AI Agent — Shadow Mode
Shadow mode is the practice run between training and detect. The agent keeps learning, and on top of that it decides what it would have alerted on — and writes those decisions to a file you can read later. It does not send any alerts.
Think of it as: "show me what you would have woken me up for, so I can decide if I trust you."
When to switch to shadow
Stay in training until new patterns stop showing up often —
usually a few days for a small service, longer for a large setup.
Then switch the mode:
docker stop versus-agent
docker run -d \
--name versus-agent \
... \
-e AGENT_MODE=shadow \
ghcr.io/versuscontrol/versus-incident:latest
Or change agent.mode in config.yaml and restart.
The catalog and the shadow log live next to each other under
data_dir:
data/
├── patterns.json # learned templates (kept growing in shadow)

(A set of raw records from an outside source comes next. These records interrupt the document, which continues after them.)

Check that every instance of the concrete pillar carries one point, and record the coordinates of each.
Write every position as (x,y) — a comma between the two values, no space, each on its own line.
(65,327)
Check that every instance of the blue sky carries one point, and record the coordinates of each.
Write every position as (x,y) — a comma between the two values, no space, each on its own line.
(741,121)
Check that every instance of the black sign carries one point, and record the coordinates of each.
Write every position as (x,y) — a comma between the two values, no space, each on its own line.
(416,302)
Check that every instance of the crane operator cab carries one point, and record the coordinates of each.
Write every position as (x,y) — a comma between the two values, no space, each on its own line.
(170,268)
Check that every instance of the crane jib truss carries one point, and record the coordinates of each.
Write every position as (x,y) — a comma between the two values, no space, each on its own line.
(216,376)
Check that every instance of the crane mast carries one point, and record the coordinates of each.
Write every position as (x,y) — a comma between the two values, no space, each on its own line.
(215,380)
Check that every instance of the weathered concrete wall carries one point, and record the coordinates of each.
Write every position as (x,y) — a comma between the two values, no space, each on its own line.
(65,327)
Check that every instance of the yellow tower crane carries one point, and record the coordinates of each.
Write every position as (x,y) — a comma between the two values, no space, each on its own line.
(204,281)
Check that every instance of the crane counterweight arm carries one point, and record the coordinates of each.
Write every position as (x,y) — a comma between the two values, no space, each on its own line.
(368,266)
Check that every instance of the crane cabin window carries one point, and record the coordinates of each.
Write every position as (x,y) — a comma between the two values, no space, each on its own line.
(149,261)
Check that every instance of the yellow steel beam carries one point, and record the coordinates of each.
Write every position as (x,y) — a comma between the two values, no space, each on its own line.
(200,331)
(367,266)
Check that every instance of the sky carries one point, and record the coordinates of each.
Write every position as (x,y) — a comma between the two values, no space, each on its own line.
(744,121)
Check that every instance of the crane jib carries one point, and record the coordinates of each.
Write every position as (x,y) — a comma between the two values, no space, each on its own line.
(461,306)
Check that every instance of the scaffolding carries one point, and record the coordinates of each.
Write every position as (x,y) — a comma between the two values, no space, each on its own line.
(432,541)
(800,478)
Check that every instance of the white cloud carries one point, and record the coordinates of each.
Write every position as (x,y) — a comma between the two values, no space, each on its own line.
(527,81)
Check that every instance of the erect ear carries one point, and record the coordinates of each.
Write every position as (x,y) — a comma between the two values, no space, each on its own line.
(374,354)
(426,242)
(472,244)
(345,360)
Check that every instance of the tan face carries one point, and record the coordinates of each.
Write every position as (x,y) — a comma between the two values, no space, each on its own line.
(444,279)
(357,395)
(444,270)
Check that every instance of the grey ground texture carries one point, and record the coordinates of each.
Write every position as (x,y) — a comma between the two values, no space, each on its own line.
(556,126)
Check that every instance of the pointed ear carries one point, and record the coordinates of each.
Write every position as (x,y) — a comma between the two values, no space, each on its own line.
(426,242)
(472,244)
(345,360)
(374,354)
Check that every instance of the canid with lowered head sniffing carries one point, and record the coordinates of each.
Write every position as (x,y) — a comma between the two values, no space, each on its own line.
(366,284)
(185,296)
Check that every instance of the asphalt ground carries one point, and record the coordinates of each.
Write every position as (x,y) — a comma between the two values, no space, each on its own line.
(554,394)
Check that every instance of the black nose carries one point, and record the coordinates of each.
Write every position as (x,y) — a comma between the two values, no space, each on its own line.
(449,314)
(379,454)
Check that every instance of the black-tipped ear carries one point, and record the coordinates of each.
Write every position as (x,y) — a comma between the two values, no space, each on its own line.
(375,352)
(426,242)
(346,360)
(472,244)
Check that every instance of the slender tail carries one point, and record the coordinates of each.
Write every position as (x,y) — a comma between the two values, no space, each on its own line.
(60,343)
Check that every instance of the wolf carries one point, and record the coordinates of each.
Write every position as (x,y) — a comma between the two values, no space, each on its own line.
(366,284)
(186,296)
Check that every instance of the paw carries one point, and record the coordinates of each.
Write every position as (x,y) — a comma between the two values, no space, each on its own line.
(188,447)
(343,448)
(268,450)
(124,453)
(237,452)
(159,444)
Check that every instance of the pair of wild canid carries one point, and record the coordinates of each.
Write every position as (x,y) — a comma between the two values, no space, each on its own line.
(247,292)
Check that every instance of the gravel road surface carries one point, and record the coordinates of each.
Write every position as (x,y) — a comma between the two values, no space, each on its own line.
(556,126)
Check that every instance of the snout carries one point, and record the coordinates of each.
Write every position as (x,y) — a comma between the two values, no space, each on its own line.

└── shadow.json # would-have-alerted entries (only written in shadow)
How shadow mode works
Shadow mode runs the same steps as training (read → hide secrets →
filter → group → save) and adds one extra step at the end:
look at the result and, if it isn't already known, write a row to
shadow.json.

Three things to remember:
- The catalog still grows. Every line that passes the secret hider and the filter rules is added to the catalog, just like in training. Switching to shadow doesn't pause learning.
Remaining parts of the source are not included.